To design a worldwide economic recovery in 2022, the International Monetary Fund urged policymakers to focus on three goals.
According to the Washington-based lender, they include broader efforts to combat the economic implications of Covid-19, the calibration of monetary tightening to suit the individual conditions of each country, and a shift in attention to fiscal sustainability.
Since the IMF announced its most recent World Economic Outlook estimates in January, the global economic recovery has slowed due to high uncertainty and increased risks, according to IMF chief Kristalina Georgieva in a blog post accompanying a report released on Wednesday.
“As a result of the Omicron variant and ongoing supply chain disruptions, economic indicators have continued to hint to weaker growth momentum.” In many nations, inflation has been greater than projected, financial markets have remained turbulent, and geopolitical tensions have risen substantially. As a result, we require strong international cooperation as well as exceptional agility,” Ms Georgieva stated.
The fund reduced its global economic growth forecast for 2022 to 4.4 percent in January, down half a percentage point from its October estimate and below last year’s predicted 5.9% expansion.
The global economy began 2022 in a poorer state than expected. At the end of last year, the rapid spread of the Omicron coronavirus strain caused financial market turbulence.
Supply interruptions have weighed on activity, and inflation has risen faster than expected.
According to the IMF, the 0.5 percentage point reduction in economic output for 2022 is mostly due to projection revisions in the US and China, the world’s two largest economies.
Global output losses from the pandemic are expected to total $13.8 trillion by 2024, according to Ms Georgieva.
“Our best defense is to shift our focus away from vaccines and toward ensuring that every country has fair access to a comprehensive Covid-19 toolset that includes vaccines, testing, and treatments,” she said.
“Keeping these instruments up to date as the virus changes would necessitate continual investments in medical research, disease surveillance, and health systems that reach every community’s last mile.”
The IMF has requested $23.4 billion in upfront money to enable the World Health Organization’s Access to Covid Tools (ACT) Accelerator, a collaboration established to help the global community obtain the tools needed to combat the virus, close a financial deficit.
Increasing resilience — both to potential novel coronavirus strains and future pandemics that could pose systemic concerns — requires improved coordination between G20 finance and health ministries, according to the lender.
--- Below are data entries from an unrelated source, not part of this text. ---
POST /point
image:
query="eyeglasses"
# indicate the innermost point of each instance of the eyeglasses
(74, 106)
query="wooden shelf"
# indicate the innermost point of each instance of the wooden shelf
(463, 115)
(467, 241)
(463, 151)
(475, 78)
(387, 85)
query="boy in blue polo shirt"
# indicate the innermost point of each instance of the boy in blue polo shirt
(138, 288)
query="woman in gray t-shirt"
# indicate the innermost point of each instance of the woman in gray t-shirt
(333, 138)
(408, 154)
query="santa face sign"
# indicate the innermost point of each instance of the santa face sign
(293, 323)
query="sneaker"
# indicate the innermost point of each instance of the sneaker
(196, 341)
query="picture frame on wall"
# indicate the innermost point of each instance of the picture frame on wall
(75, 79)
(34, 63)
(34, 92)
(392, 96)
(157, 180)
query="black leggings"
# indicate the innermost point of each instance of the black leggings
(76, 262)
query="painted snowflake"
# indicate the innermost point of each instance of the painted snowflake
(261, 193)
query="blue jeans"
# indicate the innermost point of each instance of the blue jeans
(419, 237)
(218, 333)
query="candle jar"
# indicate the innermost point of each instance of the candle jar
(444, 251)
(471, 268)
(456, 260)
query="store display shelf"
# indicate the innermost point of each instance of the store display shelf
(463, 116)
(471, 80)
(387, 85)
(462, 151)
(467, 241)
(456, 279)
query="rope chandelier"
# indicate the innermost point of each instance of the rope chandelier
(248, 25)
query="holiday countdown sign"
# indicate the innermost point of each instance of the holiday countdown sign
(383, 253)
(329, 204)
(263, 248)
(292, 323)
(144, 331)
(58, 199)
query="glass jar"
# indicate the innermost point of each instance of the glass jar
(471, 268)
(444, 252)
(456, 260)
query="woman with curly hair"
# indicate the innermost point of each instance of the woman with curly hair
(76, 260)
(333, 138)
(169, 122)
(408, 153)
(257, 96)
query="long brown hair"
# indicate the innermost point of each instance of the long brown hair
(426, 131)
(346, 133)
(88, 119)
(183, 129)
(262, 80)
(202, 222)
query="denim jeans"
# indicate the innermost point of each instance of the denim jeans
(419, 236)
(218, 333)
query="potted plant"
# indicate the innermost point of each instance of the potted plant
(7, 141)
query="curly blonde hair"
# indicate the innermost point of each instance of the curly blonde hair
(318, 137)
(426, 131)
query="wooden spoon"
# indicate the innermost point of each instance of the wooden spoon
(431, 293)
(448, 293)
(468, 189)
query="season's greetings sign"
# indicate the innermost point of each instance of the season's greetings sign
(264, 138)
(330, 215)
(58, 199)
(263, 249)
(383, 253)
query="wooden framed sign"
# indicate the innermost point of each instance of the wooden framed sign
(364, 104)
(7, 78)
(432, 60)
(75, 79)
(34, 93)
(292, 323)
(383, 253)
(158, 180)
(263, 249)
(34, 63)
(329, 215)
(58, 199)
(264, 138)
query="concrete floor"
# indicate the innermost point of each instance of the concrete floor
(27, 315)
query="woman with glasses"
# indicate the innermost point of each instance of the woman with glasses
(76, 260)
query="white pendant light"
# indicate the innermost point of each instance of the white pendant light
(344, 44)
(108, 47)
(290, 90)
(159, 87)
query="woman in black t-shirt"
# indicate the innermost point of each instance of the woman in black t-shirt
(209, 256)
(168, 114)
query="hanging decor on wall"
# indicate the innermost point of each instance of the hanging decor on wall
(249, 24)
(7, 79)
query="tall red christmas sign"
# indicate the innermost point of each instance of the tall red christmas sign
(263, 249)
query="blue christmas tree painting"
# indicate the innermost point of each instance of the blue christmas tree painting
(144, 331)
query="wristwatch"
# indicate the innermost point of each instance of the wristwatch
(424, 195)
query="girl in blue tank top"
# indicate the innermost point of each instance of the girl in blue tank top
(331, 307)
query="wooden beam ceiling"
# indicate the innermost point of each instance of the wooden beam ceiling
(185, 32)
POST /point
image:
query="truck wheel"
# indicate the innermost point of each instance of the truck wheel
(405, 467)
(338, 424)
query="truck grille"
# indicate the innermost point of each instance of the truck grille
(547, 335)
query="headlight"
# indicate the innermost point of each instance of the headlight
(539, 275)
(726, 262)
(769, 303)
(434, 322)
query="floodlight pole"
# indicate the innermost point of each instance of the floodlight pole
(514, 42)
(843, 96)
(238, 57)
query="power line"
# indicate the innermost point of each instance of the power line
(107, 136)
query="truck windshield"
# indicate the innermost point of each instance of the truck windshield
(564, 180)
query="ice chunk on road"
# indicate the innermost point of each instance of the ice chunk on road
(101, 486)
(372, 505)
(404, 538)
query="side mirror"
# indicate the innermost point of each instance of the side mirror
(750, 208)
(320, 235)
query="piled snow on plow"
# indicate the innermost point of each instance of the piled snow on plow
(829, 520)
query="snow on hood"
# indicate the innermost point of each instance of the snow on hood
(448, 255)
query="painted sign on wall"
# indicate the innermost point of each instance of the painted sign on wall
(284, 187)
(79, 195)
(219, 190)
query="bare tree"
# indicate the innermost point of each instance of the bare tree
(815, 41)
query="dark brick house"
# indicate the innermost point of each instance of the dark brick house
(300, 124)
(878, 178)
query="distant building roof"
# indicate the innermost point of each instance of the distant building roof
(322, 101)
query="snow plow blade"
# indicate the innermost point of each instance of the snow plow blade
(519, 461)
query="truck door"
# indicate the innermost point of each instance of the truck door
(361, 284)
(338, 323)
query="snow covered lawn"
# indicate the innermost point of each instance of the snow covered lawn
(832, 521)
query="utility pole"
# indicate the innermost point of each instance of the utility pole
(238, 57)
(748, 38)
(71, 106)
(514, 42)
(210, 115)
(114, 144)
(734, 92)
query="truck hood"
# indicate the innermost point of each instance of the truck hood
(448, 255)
The IMF said ending the pandemic will help to repair the wounds from “economic long-Covid,” citing “severe disruptions” to businesses, labor markets, and the $17 trillion in learning loss suffered by kids and students around the world.
“A strong policy response is required. Increased social expenditure, reskilling programs, teacher remediation, and student tutoring will help countries get back on track and create resilience to future health and economic difficulties, according to the IMF director.
Despite the fact that inflationary pressures have been developing in many countries, prompting calls for monetary policy tightening, the IMF stressed the importance of tailoring policies to individual nation conditions.
Any policy adjustment must be communicated clearly to maintain financial stability at home and abroad, according to the lender.
“If most G20 countries’ negative real interest rates unexpectedly tighten, emerging and developing countries must be prepared for possible capital flow reversals,” Ms Georgieva warned.
“In order to prepare for this, debtors should prolong debt maturities as soon as possible, while limiting the growth of foreign currency obligations.”
As countries recover from the pandemic, the IMF also recommended them to carefully modify their budgetary policies.
Global debt levels have risen as a result of extraordinary budgetary measures. The year 2020 saw the highest one-year debt increase since World War II, with global debt — both public and private — reaching $226 trillion dollars.